Given a set $A =\{-n,-n+1,\ldots,-2,-1,1,2,\ldots,n-1,n \}$ (note that $0$ is not an element in $A$), find the recurrence relation $a(n)$ such that $a(n)$ is the subsets of $A$ that doesn't have a consecutive positive integers and doesn't have opposite numbers. (opposite numbers is any 2 numbers such that if u sum them u will get a zero.)
I tried for at least 1-2 hours and got it wrong...
I know that:
All the subsets of $\{-n,-n+1,...,-1\}$ are $2$ to the power of $n$.
All the subsets of $\{1,3,5,...,n\}$ are $2$ to the power of $(n/2)$.
All the subsets of $\{2,4,6,...,n\}$ is $2$ to the power of $(n/2)$
But I don't know how to analyze subsets that include negative integers, and non-consecutive positive integers.
can anyone guide me?
For a given $n$, divide the valid subsets of $\{-n, \ldots, n\}$ of into two groups, those which contain the element $n$ and those which do not.
How many sets contain $n$? If a valid set contains $n$ then it necessarily excludes $n-1$ as well as $-n$. We may freely choose to keep or omit $-(n-1)$, and having excluded $n-1$ we are free to choose the remaining subset of $\{-(n-2), \ldots, n-2\}$ in any valid manner. Therefore the number of valid subsets of $\{-n, \ldots, n\}$ is exactly $2a(n-2)$.

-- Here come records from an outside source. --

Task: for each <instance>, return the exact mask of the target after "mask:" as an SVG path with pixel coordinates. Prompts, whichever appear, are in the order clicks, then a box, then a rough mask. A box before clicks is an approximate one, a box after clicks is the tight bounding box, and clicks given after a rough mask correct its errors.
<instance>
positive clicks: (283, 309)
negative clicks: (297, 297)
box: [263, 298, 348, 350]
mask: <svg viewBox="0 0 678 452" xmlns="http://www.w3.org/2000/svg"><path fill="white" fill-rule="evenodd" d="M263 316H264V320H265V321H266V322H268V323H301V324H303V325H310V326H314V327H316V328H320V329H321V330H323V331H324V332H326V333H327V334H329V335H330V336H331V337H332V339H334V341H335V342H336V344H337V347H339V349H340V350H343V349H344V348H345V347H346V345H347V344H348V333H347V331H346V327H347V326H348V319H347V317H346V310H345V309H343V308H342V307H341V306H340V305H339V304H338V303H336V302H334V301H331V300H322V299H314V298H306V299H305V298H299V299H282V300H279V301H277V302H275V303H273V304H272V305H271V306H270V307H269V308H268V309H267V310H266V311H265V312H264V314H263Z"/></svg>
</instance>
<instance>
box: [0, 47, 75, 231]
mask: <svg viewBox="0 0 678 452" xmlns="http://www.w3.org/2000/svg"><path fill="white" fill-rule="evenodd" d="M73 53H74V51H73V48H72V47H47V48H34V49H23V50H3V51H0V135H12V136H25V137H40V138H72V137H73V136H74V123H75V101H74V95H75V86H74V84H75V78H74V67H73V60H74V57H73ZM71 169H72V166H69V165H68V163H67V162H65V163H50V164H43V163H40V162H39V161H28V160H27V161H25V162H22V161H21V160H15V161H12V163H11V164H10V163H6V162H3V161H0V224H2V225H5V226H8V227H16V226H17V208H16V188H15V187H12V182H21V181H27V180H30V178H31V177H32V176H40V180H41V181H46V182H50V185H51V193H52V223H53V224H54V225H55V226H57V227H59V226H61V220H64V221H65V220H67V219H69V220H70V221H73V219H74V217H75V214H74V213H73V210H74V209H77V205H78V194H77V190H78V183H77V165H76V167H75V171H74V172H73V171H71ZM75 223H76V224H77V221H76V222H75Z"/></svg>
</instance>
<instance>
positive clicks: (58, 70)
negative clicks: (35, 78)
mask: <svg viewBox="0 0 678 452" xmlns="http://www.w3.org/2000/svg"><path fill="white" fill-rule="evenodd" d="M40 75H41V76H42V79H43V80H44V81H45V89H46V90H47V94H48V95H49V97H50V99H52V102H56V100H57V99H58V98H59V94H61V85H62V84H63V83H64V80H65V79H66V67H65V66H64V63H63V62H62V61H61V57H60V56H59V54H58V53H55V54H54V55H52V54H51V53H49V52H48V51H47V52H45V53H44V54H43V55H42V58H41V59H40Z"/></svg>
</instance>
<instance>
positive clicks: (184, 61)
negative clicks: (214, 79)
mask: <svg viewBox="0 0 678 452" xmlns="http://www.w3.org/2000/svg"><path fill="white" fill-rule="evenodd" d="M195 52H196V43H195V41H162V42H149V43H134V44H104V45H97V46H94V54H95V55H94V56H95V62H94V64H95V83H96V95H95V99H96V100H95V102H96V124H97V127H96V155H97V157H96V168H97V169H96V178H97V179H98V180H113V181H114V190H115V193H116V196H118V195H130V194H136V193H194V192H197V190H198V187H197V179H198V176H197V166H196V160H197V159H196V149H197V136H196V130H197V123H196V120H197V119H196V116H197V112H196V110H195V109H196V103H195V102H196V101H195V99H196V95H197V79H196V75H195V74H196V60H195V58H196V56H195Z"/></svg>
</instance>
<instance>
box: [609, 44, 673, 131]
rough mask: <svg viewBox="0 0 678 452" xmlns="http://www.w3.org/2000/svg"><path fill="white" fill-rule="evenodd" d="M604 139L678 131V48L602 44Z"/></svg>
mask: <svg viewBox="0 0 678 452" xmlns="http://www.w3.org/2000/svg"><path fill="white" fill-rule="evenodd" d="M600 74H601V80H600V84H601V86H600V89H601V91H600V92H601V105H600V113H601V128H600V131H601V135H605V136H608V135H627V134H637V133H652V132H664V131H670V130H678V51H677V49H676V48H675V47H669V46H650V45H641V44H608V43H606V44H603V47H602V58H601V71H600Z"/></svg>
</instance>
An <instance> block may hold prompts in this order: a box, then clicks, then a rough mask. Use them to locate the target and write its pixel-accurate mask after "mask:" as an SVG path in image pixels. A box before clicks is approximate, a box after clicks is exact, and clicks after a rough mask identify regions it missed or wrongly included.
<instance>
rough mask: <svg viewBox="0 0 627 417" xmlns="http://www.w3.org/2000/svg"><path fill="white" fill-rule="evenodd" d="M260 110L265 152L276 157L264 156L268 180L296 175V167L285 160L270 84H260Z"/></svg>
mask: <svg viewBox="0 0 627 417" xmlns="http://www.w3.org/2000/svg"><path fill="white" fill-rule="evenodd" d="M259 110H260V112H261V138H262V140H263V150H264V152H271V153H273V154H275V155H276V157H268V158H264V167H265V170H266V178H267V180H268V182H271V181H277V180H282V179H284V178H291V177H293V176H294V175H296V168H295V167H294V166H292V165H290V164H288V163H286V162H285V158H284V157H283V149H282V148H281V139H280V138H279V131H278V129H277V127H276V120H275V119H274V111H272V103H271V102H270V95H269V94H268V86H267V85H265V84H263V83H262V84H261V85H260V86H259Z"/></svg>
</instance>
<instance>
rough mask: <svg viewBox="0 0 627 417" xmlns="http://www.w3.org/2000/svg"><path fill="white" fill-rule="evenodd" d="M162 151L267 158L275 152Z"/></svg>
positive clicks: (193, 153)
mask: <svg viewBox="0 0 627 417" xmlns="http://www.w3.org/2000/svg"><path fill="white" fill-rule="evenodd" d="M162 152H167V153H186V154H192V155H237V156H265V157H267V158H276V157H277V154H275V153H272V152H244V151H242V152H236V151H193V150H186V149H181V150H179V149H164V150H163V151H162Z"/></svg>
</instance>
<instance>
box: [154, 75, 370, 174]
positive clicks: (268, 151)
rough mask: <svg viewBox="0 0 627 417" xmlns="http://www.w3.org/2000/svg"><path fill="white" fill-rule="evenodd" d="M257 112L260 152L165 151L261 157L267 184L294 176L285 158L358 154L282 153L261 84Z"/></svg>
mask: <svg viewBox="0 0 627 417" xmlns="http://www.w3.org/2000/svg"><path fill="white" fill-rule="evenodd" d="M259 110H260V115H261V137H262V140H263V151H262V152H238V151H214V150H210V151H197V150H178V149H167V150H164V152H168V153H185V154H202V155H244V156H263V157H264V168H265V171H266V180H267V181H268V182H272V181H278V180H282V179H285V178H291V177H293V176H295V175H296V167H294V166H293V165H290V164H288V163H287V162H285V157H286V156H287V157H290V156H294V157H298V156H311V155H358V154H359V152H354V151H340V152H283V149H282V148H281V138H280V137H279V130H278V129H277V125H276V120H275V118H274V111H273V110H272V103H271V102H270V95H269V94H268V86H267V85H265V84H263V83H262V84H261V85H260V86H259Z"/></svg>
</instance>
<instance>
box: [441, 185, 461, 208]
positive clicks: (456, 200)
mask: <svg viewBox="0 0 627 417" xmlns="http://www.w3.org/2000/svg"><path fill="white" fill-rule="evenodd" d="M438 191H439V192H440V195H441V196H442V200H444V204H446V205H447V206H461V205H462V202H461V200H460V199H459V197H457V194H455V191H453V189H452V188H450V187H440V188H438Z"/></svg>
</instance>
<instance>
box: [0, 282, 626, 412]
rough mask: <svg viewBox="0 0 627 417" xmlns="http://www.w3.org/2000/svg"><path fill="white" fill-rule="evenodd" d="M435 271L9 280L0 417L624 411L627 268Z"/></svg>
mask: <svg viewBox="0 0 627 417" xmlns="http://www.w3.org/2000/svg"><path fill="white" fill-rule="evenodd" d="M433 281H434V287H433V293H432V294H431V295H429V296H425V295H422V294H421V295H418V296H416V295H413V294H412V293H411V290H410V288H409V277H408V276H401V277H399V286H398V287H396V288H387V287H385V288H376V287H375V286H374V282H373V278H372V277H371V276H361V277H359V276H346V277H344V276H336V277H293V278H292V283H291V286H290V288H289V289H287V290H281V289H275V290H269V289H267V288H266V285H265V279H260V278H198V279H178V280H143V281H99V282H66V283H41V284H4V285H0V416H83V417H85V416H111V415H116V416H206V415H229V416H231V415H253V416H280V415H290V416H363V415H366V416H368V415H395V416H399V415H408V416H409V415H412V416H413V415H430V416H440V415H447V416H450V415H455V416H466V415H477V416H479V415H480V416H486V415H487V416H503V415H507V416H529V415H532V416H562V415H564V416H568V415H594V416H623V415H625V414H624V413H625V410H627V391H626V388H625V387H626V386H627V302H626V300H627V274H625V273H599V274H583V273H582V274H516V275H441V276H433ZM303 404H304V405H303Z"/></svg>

Now carry out similar logic to count the other case where $n$ is excluded and we may choose to include or exclude $-n$ without restriction. Since the two cases are exhaustive and mutually exclusive, you will then get the exact count for $a(n)$ by summing the two counts, and this will give the desired recurrence relation.
It is common to adopt the convention that $a(0)=1$: this encodes the fact that there is exactly one subset of the empty set which satisfies both constraints (the empty set itself, of course). As a spot check, note that the number of valid subsets of $\{-2, -1, 1, 2\}$ which contain the element $2$ is exactly $2$, which agrees with the expression $2a(0)$ calculated above.